Re: [PATCH v4 09/10] fetch: fetch unpopulated, changed submodules

Junio C Hamano <gitster@xxxxxxxxx> · Thu, 03 Mar 2022 18:37:52 -0800

Glen Choo <chooglen@xxxxxxxxxx> writes:

>  		item = string_list_insert(changed, name);
> -		if (!item->util)
> +		if (item->util)
> +			cs_data = item->util;
> +		else {
>  			item->util = xcalloc(1, sizeof(struct changed_submodule_data));
> -		cs_data = item->util;
> +			cs_data = item->util;
> +			cs_data->super_oid = commit_oid;
> +			cs_data->path = xstrdup(p->two->path);
> +		}

I do not quite get this change.

collect_changed_submodules() walks a range of revisions in the
superproject, doing an equivalent of "git log --raw" and feeding the
differences to this callback function.  The above code looks at the
path and uses the "changed" string list to record which submodule
was modified, what commit in the submodule is needed, etc.

What happens when the range has more than one change to the same
submodule?  cs_data has only one room for recording .super_oid
(which commit in the superproject touches the submodule) and .path
(where in the superproject's tree the submodule exists).  "git mv"
of a submodule might be rare and it may not hurt too much that only
a single .path can be kept, but it looks somewhat iffy.

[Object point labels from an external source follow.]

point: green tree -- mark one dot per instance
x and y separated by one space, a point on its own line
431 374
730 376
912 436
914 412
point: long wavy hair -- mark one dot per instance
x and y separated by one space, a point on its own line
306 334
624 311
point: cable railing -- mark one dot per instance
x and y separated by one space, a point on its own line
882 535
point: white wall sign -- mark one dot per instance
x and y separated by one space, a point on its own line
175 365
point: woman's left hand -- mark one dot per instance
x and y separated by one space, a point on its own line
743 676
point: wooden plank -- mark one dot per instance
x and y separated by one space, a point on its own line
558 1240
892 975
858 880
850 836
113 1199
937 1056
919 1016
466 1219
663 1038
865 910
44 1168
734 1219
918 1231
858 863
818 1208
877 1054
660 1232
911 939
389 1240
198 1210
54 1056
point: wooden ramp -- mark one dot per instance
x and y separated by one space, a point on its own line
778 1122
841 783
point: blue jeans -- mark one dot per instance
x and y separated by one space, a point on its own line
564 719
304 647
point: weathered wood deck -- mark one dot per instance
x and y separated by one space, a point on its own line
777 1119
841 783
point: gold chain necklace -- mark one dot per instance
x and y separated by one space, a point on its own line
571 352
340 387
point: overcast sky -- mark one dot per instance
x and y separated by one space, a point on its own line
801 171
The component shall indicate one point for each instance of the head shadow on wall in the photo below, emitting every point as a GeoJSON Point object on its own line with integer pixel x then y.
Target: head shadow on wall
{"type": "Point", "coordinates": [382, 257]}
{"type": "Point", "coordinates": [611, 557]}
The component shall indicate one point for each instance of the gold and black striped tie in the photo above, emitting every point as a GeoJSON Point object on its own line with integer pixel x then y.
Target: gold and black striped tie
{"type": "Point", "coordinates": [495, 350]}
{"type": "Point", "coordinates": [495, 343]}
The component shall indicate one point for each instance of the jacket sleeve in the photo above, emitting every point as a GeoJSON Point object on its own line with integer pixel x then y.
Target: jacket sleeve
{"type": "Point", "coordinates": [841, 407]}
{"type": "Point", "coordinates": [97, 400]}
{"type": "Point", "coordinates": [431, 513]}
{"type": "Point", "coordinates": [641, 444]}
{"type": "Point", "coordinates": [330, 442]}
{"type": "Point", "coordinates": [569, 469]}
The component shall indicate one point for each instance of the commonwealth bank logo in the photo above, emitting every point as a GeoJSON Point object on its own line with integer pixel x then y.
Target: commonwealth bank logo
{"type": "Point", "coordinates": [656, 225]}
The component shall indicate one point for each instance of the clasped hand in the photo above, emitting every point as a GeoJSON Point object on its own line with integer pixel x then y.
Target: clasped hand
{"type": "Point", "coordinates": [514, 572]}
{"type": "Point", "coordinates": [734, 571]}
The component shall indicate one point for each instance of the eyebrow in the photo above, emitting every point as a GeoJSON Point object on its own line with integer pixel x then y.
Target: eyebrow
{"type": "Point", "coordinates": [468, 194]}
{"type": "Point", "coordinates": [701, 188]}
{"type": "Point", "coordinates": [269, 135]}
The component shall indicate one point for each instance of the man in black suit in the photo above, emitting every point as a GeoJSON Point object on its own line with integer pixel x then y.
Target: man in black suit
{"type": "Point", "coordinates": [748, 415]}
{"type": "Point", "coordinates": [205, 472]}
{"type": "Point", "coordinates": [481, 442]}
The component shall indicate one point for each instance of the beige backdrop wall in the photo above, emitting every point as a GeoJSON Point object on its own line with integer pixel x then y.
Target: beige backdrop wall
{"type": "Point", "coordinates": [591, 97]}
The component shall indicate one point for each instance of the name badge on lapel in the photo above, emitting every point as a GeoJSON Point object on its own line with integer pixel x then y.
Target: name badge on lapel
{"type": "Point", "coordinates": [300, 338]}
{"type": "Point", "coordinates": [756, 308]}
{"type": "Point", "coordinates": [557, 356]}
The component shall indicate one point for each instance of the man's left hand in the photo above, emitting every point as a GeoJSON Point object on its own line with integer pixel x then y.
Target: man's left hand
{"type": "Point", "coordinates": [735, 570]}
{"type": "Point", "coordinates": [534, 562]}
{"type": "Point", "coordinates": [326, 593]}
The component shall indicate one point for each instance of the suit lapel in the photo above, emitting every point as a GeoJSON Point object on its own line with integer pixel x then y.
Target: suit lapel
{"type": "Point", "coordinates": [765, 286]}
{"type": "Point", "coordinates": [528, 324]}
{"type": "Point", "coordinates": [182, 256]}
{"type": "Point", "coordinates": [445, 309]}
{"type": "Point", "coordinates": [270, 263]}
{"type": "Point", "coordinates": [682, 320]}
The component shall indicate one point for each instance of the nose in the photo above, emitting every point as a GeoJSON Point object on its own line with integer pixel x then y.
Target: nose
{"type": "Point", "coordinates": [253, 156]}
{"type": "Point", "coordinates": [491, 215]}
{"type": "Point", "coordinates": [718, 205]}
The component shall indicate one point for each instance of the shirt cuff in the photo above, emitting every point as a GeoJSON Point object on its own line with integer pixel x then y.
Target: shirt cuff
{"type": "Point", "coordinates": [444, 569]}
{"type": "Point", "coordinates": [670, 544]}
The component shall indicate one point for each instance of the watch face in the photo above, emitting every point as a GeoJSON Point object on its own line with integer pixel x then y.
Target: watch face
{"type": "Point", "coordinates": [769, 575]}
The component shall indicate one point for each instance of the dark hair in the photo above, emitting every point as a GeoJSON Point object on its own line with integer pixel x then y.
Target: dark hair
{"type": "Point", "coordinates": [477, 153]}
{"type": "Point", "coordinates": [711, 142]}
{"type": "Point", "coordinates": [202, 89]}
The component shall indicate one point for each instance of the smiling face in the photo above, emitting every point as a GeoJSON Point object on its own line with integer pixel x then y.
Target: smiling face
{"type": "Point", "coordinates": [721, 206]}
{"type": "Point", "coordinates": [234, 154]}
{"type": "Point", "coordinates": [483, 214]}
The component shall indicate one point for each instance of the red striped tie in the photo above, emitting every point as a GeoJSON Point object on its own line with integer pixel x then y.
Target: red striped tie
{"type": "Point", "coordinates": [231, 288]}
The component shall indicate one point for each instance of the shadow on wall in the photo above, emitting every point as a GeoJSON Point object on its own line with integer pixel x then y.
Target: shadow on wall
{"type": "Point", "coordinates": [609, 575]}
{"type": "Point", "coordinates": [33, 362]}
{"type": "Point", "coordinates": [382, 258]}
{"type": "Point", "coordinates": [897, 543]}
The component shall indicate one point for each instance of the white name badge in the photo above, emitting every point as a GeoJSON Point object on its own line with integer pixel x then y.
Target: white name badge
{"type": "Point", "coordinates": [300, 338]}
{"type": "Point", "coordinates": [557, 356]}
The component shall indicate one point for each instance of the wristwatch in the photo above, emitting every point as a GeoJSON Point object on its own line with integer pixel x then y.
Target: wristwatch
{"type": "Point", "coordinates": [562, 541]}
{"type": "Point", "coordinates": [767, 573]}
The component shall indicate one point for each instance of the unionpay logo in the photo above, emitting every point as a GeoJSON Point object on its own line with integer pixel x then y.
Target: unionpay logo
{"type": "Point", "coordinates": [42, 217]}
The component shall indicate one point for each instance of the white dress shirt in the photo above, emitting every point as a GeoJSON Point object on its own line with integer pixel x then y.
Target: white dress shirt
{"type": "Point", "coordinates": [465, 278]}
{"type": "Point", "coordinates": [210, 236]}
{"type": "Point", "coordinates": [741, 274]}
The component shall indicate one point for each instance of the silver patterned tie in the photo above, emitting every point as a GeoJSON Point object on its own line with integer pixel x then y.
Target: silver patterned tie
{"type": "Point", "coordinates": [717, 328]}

>  		oid_array_append(&cs_data->new_commits, &p->two->oid);

At least, we are not losing any submodule commit even when the same
submodule is touched more than once by the superproject, but it is
dubious why we have cs_data.super_oid and cs_data.path in the first
place.

How are they used, or are they something that seemed useful when the
code was first written but it turned out that they weren't and left
unused?

Or do we need to make cs_data an array of 3-tuple { .super_oid,
.submodule_oid, .path } for each submodule name?